George D Lundberg, MD, Editor in Chief and Chief Medical Officer & Denise Bartolome, Managing Editor and Webmaster

Q: Why are we starting The CollabRx Blog?
A: With our new blog, we intend to provide a vehicle to communicate timely information of importance about cancer to a broad audience. Our Editorial Board members come from hospitals, cancer research centers, government, academia, industry, and other organizations, invited guest experts, and the CollabRx staff.
Our goal is to teach about the use of genomic (and other -omic) data in cancer diagnosis, prognosis, therapy selection, and clinical trials, as well as payer attitudes, policies, ethics, and economics; and focus, filter, and distill pointed and clear understanding selected from an abundance of very complicated and often confusing source data.
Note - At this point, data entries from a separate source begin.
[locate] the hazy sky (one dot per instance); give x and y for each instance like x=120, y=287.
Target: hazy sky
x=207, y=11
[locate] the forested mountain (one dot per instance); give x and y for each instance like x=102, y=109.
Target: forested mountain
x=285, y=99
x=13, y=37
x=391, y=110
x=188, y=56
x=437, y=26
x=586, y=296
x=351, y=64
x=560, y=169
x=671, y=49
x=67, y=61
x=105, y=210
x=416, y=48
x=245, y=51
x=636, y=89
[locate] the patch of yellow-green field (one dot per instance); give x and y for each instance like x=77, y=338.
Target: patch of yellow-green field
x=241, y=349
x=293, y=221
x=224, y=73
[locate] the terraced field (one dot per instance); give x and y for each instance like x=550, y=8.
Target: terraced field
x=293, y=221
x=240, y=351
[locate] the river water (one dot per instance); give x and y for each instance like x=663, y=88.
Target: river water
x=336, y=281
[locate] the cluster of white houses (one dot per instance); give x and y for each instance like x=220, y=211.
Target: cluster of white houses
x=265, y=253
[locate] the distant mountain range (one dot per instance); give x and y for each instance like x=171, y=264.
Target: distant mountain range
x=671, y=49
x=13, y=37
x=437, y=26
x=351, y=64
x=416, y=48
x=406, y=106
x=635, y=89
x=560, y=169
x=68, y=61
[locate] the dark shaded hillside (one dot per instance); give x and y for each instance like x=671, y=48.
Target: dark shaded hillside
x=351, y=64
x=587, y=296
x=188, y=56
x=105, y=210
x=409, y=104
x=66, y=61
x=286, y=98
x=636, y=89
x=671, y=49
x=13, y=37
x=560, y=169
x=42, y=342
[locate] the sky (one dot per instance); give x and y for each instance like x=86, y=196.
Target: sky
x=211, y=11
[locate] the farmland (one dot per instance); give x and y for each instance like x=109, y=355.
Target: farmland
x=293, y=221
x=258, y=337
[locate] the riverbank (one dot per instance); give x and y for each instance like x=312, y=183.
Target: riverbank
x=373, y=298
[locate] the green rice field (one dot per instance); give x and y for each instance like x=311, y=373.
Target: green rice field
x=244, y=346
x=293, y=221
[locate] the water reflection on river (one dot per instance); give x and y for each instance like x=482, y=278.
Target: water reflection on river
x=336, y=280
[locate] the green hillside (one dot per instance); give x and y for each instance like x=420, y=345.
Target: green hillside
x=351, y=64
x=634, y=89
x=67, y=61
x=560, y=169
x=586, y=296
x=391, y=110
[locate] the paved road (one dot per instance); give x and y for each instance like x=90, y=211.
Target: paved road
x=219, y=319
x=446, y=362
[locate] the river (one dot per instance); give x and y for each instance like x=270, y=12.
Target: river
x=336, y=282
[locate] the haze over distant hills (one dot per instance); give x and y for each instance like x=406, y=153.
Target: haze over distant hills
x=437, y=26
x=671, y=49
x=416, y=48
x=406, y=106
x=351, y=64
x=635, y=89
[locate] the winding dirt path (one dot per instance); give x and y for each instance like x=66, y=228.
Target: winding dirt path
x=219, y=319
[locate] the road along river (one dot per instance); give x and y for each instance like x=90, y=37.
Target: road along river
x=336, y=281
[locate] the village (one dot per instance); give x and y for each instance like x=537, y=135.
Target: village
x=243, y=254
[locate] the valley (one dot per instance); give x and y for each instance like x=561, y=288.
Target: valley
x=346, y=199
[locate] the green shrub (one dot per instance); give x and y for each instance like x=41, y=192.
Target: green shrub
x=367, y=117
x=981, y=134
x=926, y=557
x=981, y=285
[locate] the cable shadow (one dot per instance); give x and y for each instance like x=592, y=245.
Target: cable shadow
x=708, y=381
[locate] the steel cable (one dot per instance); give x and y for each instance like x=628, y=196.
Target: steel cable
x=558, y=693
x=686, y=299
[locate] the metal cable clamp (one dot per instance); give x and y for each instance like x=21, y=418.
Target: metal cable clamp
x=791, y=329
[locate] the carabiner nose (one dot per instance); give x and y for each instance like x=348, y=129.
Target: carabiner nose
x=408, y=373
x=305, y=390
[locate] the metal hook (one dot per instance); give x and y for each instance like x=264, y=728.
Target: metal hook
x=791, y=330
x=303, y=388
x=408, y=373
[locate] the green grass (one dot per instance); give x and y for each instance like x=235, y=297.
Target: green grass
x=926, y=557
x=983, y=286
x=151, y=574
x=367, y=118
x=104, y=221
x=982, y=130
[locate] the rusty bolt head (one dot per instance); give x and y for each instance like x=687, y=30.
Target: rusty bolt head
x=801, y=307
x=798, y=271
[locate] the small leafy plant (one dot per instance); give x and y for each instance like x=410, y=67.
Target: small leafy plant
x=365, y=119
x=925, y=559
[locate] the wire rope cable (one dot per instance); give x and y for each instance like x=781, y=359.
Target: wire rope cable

The CollabRx Blog will be a regular recurring journalism column about cancer in blog format with a link on the home page of the corporate website It begins today, Wednesday, March 2, 2016. Our primary audience will be physicians (especially oncologists, pathologists, radiologists and surgeons) plus basic and clinical scientists. We welcome the viewpoints of other health care professionals, students, foundations, pharmaceutical, biotech and device company workers, hospital employees, investors, NGOs, government, public media, payers, purchasers, cancer patients and their families
We will publish weekly at 12 noon PT each Wednesday. The posts will be about 500 words or less. Our blog will be in a Q&A format with specific questions from the CollabRx Editor in Chief to invited experts who respond with answers. Each posting will eventually have an open-ended discussion forum.
Our blog will abide by the Creative Commons rules for open access.
Our posts will be found on Social Media Platforms such as Twitter, LinkedIn, and Facebook in the near future.
Thank you for looking and for reading. We hope to provide regular information of value so as to merit your frequent return.